As in the bias and dark frame integration, we'll disable image weighting.

The pixel rejection algorithm to use will depend on the number and type of flats that we have. In the case of sky flats (where we have stars on a highly illuminated sky), or in case of using a small number of flat frames, the best rejection algorithm is percentile clipping. This is the best option to reject the stars.


Figure 3—
The ImageIntegration tool with the right settings for sky flat integration.


The percentile rejection limits must be very restrictive. Usually we'll set the limits (especially the high limit) below 0.02. Figure 4 shows the rejected high pixel values of a three sky flats frame set. Although a restrictive clipping limit will affect the signal-to-noise ratio of the resulting master flat, this is the only solution to get rid of the stars in all the frames.

Figure 4— Lowering the high limit from 0.05 to 0.01 will reject random pixels in the image, but it will reject better the star trail crossing the field of view. The mouse over links below show the corresponding rejection maps.

Mouse over:

4a— Flat frame with star trail.

4b— 0.050 high percentile limit.

4c— 0.030 high percentile limit.

4d— 0.020 high percentile limit.

4e— 0.015 high percentile limit.

4f— 0.010 high percentile limit.

The effect of lowering the rejection limit is clearly visible on Figure 5. A high limit value of 0.05 leaves the outer regions of the star trail. With a 0.01 high limit, only the fainter star trail is barely visible.

If we acquire a large number of dome or box flats (flats without stars), outlier rejection is rather simple. Winsorized sigma clipping with permissive rejection limits will do a fine job.

Now we have our master flat frame and will use it in the IC tool to calibrate the light frames. Just remember to disable the Calibrate checkbox in the Master Flat section, as we already have calibrated our master flat frame.


Dark Frame Scaling Considerations

The thermal noise scaling algorithm optimizes the master dark frame for a minimum amount of noise in the resulting calibrated frame. We should take into account several considerations.

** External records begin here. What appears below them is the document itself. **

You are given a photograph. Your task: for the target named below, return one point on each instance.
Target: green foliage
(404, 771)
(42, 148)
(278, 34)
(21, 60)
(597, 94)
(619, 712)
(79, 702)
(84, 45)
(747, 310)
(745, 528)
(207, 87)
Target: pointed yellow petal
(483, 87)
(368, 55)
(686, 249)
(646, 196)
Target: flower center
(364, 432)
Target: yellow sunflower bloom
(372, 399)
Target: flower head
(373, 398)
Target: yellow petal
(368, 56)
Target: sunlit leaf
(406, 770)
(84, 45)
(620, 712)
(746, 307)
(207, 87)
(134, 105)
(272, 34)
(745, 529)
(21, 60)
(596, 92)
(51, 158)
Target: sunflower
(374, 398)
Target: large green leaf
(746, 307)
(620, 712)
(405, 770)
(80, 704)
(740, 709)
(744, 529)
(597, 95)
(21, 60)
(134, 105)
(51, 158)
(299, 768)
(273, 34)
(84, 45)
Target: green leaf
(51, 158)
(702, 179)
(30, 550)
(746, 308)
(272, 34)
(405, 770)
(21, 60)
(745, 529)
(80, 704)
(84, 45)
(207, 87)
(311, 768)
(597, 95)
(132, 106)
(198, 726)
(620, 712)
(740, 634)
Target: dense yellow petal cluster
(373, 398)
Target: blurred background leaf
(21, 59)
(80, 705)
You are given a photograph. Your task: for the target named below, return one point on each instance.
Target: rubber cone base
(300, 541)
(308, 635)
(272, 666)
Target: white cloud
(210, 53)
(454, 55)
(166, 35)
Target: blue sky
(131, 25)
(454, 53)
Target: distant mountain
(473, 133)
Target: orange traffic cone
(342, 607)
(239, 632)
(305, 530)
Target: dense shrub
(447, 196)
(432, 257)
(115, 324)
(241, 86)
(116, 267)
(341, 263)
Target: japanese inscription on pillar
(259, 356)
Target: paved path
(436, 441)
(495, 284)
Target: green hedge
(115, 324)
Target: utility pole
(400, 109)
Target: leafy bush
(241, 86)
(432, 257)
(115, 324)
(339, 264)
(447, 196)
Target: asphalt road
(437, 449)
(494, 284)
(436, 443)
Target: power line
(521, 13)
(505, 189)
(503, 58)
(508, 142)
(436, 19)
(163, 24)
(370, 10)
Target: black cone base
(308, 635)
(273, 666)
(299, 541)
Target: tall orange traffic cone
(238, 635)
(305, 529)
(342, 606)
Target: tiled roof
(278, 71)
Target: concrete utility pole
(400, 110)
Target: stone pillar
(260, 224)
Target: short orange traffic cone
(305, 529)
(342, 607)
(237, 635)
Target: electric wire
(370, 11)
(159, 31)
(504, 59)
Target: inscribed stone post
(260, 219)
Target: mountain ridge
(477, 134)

Dark frame scaling is convenient even for temperature-regulated cameras. The algorithm will correct the small temperature oscillations of the camera during light frame acquisition. Figure 6 shows the benefit of activating dark frame scaling for a temperature-regulated light frame.

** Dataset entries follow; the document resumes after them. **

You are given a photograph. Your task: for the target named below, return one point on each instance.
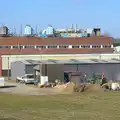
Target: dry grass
(82, 106)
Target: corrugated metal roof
(55, 41)
(56, 51)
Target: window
(96, 46)
(39, 46)
(52, 46)
(15, 46)
(63, 46)
(29, 46)
(85, 46)
(105, 46)
(75, 46)
(5, 46)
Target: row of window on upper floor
(56, 46)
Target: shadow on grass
(8, 86)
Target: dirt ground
(12, 87)
(19, 88)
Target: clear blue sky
(62, 13)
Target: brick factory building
(14, 46)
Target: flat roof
(72, 61)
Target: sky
(61, 14)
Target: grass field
(82, 106)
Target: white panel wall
(13, 58)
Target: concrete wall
(111, 71)
(13, 58)
(17, 69)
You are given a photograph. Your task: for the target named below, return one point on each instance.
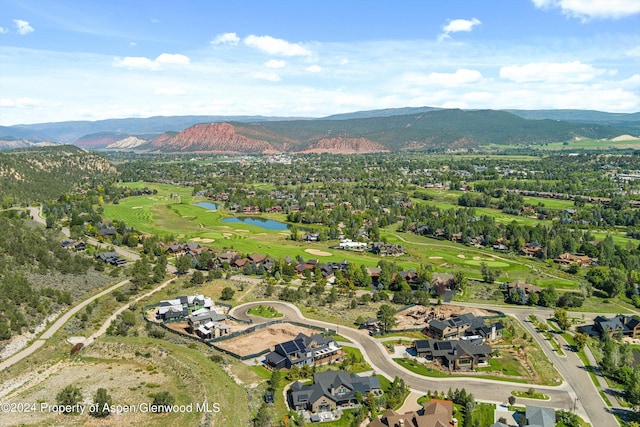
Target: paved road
(55, 327)
(572, 369)
(561, 397)
(36, 214)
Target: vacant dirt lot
(419, 316)
(129, 380)
(183, 327)
(263, 339)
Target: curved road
(561, 397)
(36, 214)
(579, 392)
(59, 323)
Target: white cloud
(20, 102)
(275, 63)
(143, 63)
(23, 27)
(569, 72)
(173, 59)
(231, 39)
(458, 25)
(460, 77)
(135, 62)
(274, 46)
(634, 52)
(272, 77)
(169, 91)
(592, 9)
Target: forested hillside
(39, 174)
(31, 251)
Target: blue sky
(90, 60)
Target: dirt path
(483, 253)
(56, 326)
(107, 323)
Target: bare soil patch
(316, 252)
(129, 381)
(263, 339)
(183, 327)
(419, 316)
(203, 240)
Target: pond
(269, 224)
(208, 205)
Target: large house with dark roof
(627, 326)
(180, 307)
(331, 390)
(453, 327)
(304, 350)
(465, 325)
(456, 355)
(435, 413)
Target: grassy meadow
(172, 212)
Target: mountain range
(423, 128)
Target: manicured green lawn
(261, 371)
(483, 414)
(506, 364)
(164, 214)
(534, 395)
(420, 369)
(265, 311)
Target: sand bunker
(317, 252)
(203, 240)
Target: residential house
(624, 325)
(442, 283)
(453, 327)
(538, 416)
(251, 209)
(106, 230)
(456, 355)
(523, 289)
(435, 413)
(350, 245)
(191, 248)
(213, 330)
(180, 307)
(202, 317)
(256, 258)
(331, 390)
(411, 277)
(566, 259)
(374, 273)
(386, 249)
(304, 350)
(111, 258)
(532, 250)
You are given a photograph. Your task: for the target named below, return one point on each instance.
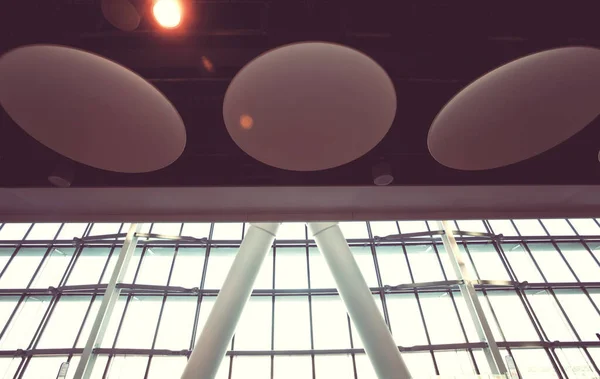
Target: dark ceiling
(431, 49)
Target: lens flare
(246, 122)
(168, 13)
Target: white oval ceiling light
(122, 14)
(519, 110)
(309, 106)
(90, 109)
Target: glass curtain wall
(538, 282)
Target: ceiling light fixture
(168, 13)
(382, 174)
(71, 101)
(300, 95)
(519, 110)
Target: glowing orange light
(168, 13)
(246, 122)
(208, 65)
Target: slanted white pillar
(376, 337)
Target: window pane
(534, 364)
(20, 270)
(127, 367)
(188, 267)
(320, 275)
(88, 266)
(99, 366)
(5, 254)
(8, 367)
(441, 319)
(205, 310)
(521, 263)
(70, 231)
(383, 228)
(356, 340)
(585, 226)
(530, 228)
(292, 231)
(514, 321)
(53, 268)
(364, 368)
(553, 266)
(448, 269)
(110, 267)
(254, 328)
(7, 306)
(547, 311)
(293, 367)
(89, 322)
(13, 232)
(43, 231)
(256, 367)
(113, 323)
(424, 263)
(166, 367)
(405, 320)
(227, 231)
(392, 265)
(581, 261)
(558, 227)
(43, 367)
(24, 324)
(140, 322)
(354, 230)
(334, 366)
(364, 259)
(330, 323)
(580, 312)
(290, 268)
(456, 362)
(65, 322)
(264, 279)
(219, 263)
(466, 318)
(176, 323)
(487, 262)
(156, 265)
(504, 227)
(292, 329)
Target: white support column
(492, 353)
(212, 344)
(86, 364)
(376, 337)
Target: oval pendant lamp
(90, 109)
(309, 106)
(519, 110)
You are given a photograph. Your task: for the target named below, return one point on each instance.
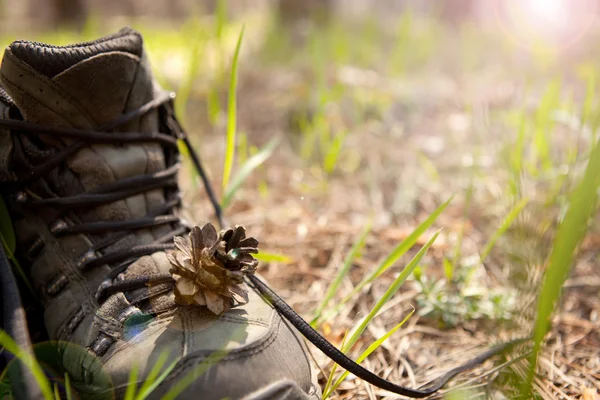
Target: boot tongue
(85, 85)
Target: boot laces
(166, 179)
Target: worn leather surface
(240, 353)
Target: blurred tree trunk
(295, 12)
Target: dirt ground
(438, 134)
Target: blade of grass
(343, 271)
(68, 388)
(571, 231)
(391, 259)
(150, 379)
(510, 217)
(333, 152)
(374, 346)
(465, 219)
(246, 169)
(389, 293)
(29, 361)
(333, 369)
(231, 114)
(7, 237)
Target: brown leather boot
(88, 168)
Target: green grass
(231, 115)
(29, 361)
(389, 261)
(342, 272)
(535, 170)
(582, 205)
(356, 332)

Figure 6— Thermal noise scaling in action. Master bias is composed of 90 bias frames, and master dark is composed of 45 dark frames. Camera temperature was set to –10°C; target light frame temperature was –10.1°C.

Mouse over:

6a— Original uncalibrated image.

6b— Dark frame scaling disabled.

6c— Dark frame scaling enabled.

In this example, by disabling the dark frame scaling the calibrated image shows a thermal noise over correction. This can be easily seen as dark pixels over some of the stars. When we enable dark frame scaling, some hot pixels remain in the calibrated image, but they will be rejected in the light image integration process.

It is important to acquire a large number of bias and dark frames. Figure 7 shows the effect of using low-signal bias and dark frames.

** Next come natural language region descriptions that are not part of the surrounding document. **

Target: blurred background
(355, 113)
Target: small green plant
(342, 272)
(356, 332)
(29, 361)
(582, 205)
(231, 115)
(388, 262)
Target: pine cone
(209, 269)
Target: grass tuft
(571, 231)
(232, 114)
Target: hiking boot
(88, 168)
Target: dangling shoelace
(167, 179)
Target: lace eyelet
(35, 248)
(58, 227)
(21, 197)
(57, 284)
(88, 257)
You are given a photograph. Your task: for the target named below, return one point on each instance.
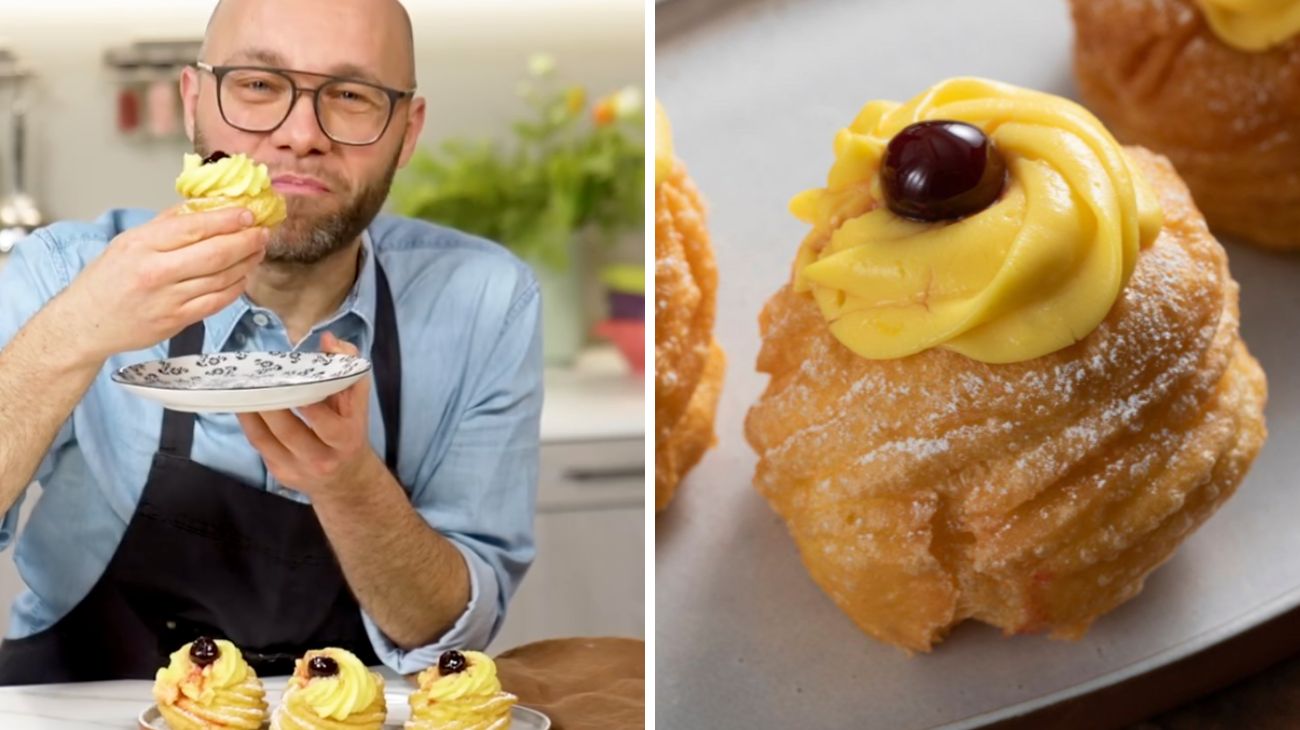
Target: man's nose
(302, 131)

Figure 7— Low-quality bias and dark masters lead to under correction of thermal noise.

Mouse over:

7a— Original uncalibrated image.

7b— Using 3 bias and flat frames.

7c— Using 10 bias and flat frames.

7d— Using 90 bias and 45 dark frames.

The lower the quality of the masters we have, the poorer the thermal noise correction that we'll achieve. This is due to a significant presence of read noise in the master dark frame. As the scaling algorithm minimizes noise in the calibrated image, thermal noise must be under-corrected to compensate for the addition of read noise to the calibrated image. Although we can see some hot pixels, the poorly calibrated images represent the minimum-noise solution that can be achieved with the use of low-quality masters. High signal-to-noise ratio masters tend to reduce the presence of hot pixels, as shown on Figure 7.


Conclusion

PixInsight's tools usually require different acquisition and processing methods. Although we will have a master frame generation tool in the near future, the ImageCalibration tool works better with the acquisition methodology that we have described. The same methodology will be necessary with the future master frame generation tool.